Despite the fact most online review sites are a bunch of malarkey, people use them in staggering numbers. Whether they are buying a product on Amazon or doing research for a vacation, users put stock in online reviews. They do this even though there are allegations about fake reviews and studies have shown user reviews have little correlation to product quality.
It shouldn't be surprising that the same issue exists with doctor review sites. A study released in the latest issue of the Journal of the American Medical Association (JAMA) says doctor review sites provide little utility in spite of the fact nearly 60 percent of patients "report that online reviews are important when choosing a physician."
For the study, researchers reviewed 28 sites (only 28 of 66 initial sites met their criteria for inclusion), including popular sites like Yelp, healthgrades.com, and others.
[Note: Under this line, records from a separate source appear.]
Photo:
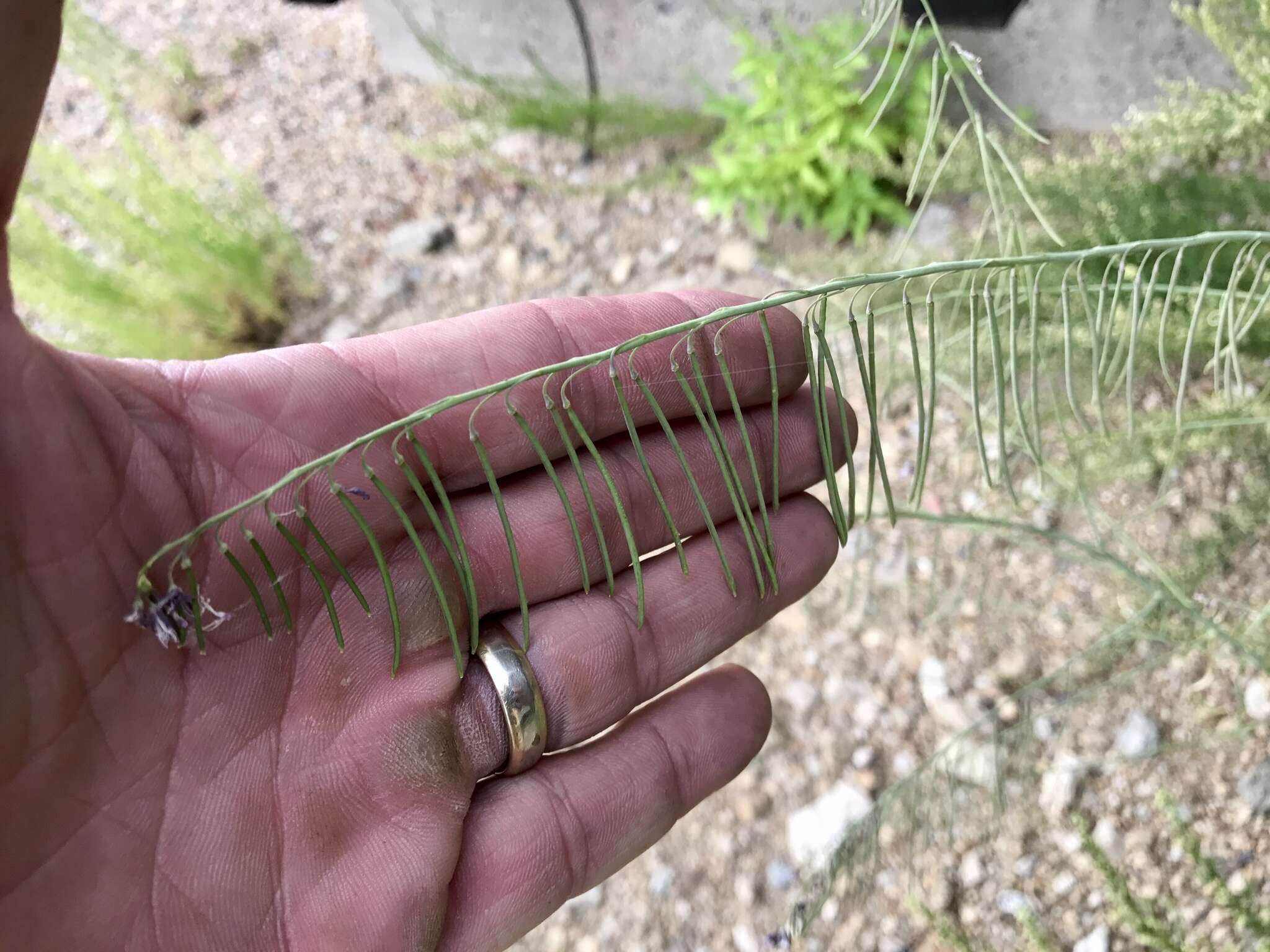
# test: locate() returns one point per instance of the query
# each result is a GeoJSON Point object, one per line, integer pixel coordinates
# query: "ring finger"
{"type": "Point", "coordinates": [595, 664]}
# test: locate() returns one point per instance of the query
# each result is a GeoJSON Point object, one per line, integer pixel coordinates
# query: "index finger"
{"type": "Point", "coordinates": [366, 382]}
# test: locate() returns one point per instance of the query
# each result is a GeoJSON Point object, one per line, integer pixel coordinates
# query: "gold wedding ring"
{"type": "Point", "coordinates": [518, 696]}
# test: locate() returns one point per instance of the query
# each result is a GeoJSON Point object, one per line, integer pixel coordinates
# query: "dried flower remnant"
{"type": "Point", "coordinates": [171, 616]}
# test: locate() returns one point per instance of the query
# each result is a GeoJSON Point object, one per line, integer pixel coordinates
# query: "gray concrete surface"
{"type": "Point", "coordinates": [1077, 64]}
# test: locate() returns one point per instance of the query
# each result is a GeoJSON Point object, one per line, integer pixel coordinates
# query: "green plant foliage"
{"type": "Point", "coordinates": [1191, 163]}
{"type": "Point", "coordinates": [819, 139]}
{"type": "Point", "coordinates": [151, 247]}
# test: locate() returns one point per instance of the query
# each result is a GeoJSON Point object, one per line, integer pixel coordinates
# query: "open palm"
{"type": "Point", "coordinates": [290, 795]}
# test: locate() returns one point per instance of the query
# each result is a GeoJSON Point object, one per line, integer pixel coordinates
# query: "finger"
{"type": "Point", "coordinates": [267, 400]}
{"type": "Point", "coordinates": [595, 666]}
{"type": "Point", "coordinates": [540, 527]}
{"type": "Point", "coordinates": [534, 840]}
{"type": "Point", "coordinates": [549, 560]}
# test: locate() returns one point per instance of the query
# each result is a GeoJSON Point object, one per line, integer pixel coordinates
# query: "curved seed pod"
{"type": "Point", "coordinates": [814, 368]}
{"type": "Point", "coordinates": [251, 587]}
{"type": "Point", "coordinates": [1184, 374]}
{"type": "Point", "coordinates": [745, 442]}
{"type": "Point", "coordinates": [915, 355]}
{"type": "Point", "coordinates": [732, 472]}
{"type": "Point", "coordinates": [842, 421]}
{"type": "Point", "coordinates": [936, 110]}
{"type": "Point", "coordinates": [925, 450]}
{"type": "Point", "coordinates": [894, 83]}
{"type": "Point", "coordinates": [1163, 320]}
{"type": "Point", "coordinates": [458, 550]}
{"type": "Point", "coordinates": [389, 593]}
{"type": "Point", "coordinates": [613, 491]}
{"type": "Point", "coordinates": [1095, 345]}
{"type": "Point", "coordinates": [334, 559]}
{"type": "Point", "coordinates": [1014, 368]}
{"type": "Point", "coordinates": [196, 607]}
{"type": "Point", "coordinates": [556, 482]}
{"type": "Point", "coordinates": [430, 570]}
{"type": "Point", "coordinates": [871, 400]}
{"type": "Point", "coordinates": [582, 480]}
{"type": "Point", "coordinates": [313, 570]}
{"type": "Point", "coordinates": [502, 517]}
{"type": "Point", "coordinates": [974, 390]}
{"type": "Point", "coordinates": [998, 382]}
{"type": "Point", "coordinates": [1068, 376]}
{"type": "Point", "coordinates": [737, 503]}
{"type": "Point", "coordinates": [273, 578]}
{"type": "Point", "coordinates": [633, 432]}
{"type": "Point", "coordinates": [1034, 367]}
{"type": "Point", "coordinates": [687, 472]}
Researchers compared 600 doctors working in three separate American cities.
One of the major issues they encountered is a lack of data. 34 percent of the doctors they looked into didn't have any reviews at all. That's before adding in that critical information was often missing like what language the doctor spoke, the doctor's hospital affiliation, what insurance is accepted, and specialties.
Doctors who did have reviews averaged seven in total. That's far too few to feel confident you're getting accurate information. That is especially true since many reviews are left because the patient either had a great experience or they're Morty Seinfeld and are convinced the doctor stole their wallet.
As Vocativ notes, many networks have already recognized the problem and are attempting to correct course. For instance, the University of Utah health system collects evaluations from patients and makes them publicly available. Systems similar to this where patients are surveyed is one of the potential solutions the researchers suggest. Until then, well, you probably have to keep looking for a doctor the same way you look for a quesadilla maker. Awesome?